V: It takes love and passion to actually do these things. If you have love for your life, you will definitely want to fight for it without ending. If you love the life of your parents, of your family, of your friends, if you love people you will want to keep fighting for them regardless of the negativity that you get. If you love animals, you will fight for them regardless of what happens. If you’re hurt by the pain of the victims from the climate crisis that we see here every day, this is motivation enough to keep fighting to stop the death of people because of the climate crisis. If you have love for plants, if you have love for trees, it’s all about love for humanity and every being that’s on earth. Because if you do love them, that means you will fight for them no matter what happens. It doesn’t matter the reaction that you get from people — because you get a lot of negative reactions from all kinds of trolls — but it is about the people, the plants, the trees that we are fighting for. It’s about the families we are fighting for, it’s about the animals that we are fighting for, it’s about the earth that we are fighting for. It is no longer just about us individually. It’s about creating a better future for the rest of the people.
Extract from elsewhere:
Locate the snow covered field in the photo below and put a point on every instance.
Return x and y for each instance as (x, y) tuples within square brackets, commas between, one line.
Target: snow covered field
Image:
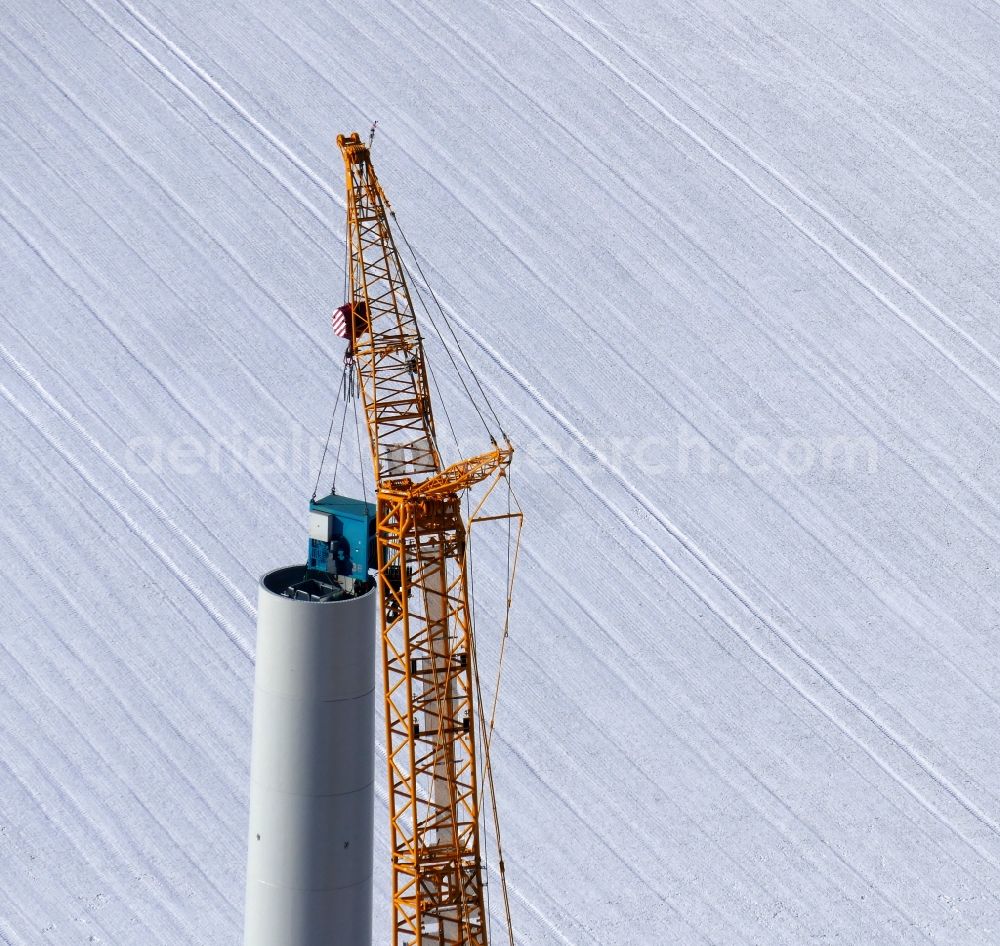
[(728, 269)]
EH: Is there other information you would like to share with us about the Congo Basin Rainforest, the effects of climate change in Uganda, or anything else you want to tell students in the United States?
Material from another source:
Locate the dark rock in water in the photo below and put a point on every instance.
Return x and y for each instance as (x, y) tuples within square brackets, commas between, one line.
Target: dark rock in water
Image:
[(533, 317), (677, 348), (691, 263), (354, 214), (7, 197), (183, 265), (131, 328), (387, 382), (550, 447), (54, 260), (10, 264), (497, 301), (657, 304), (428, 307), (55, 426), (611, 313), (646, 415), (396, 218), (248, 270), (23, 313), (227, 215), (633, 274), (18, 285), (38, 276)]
V: All I can say is that though it does not appear in the news, every time it rains here in Uganda, people lose their homes, their farms — and as I mentioned, agriculture is the mainstay of the economy in Uganda, so if people lose farms that means hunger, starvation and death for some families. People lose loved ones each time it rains, because when you watch the news you see how the floods shift people’s houses. People in uganda, they’re not as rich, most of them, so their houses are not strong enough to withstand the floods. Each time it rains, houses are swept away and people lose their lives, especially children. When the floods hit, kids die because most of them, they are short and they can’t even stand up to be above the water — when the water rises, they are under it, and their parents really suffer to try and save them but sometimes it is impossible to do that. It is crazy seeing mothers cry all the time on the news, talking about the death of their children because of floods, the destruction of the farms, and asking the government for help because they don’t have access to food anymore. So all these things are happening in Uganda, they are happening in Africa, but we just don’t see them anywhere. They don’t make the news and I don’t understand why. But whatever climate catastrophe takes place in western countries, I see that everywhere on the news, everyone talks about it. But that is why some of your leaders listen more, they declare climate emergencies, they decide to take action, but it is not the same with us. Nobody talks about the disasters people go through so it leaves us hopeless and wondering what the future holds — it is quite scary.